En réalité, Vika éprouva de la pitié pour lui. Il n’avait pas l’air en forme… Quelle manipulatrice, cette Katya ! Il avait mis tant de travail et d’efforts dans cette entreprise.
« Tu es bête, Lenia ! Allez, viens, je viens de préparer de la soupe de poisson, ta préférée… »
Ils ont passé un moment chaleureux dans la cuisine où ils s’étaient retrouvés chaque jour pendant des années pour discuter des nouvelles. Mais maintenant, ils n’étaient plus mari et femme.

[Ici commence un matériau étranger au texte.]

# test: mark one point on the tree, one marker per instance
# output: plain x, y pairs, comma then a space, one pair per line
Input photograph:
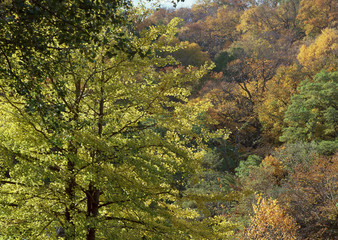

Ils restèrent en contact de temps en temps. Il n’était plus question de se remettre ensemble : chacun avait sa vie. Vika rencontra un homme dans ses cours de danse, l’épousa, et fut heureuse.
Elle invita Leonid au mariage ; il vint et fut même heureux pour son ex. Au mariage, il fit la connaissance de la sœur du marié… Six mois plus tard, Vika et son mari furent invités à son mariage.
La vie est imprévisible ! Il ne faut jamais perdre courage ou se condamner, peu importe ce qu’il arrive. On ne sait jamais ce que l’avenir nous réserve : il faut simplement vivre et se réjouir de chaque jour !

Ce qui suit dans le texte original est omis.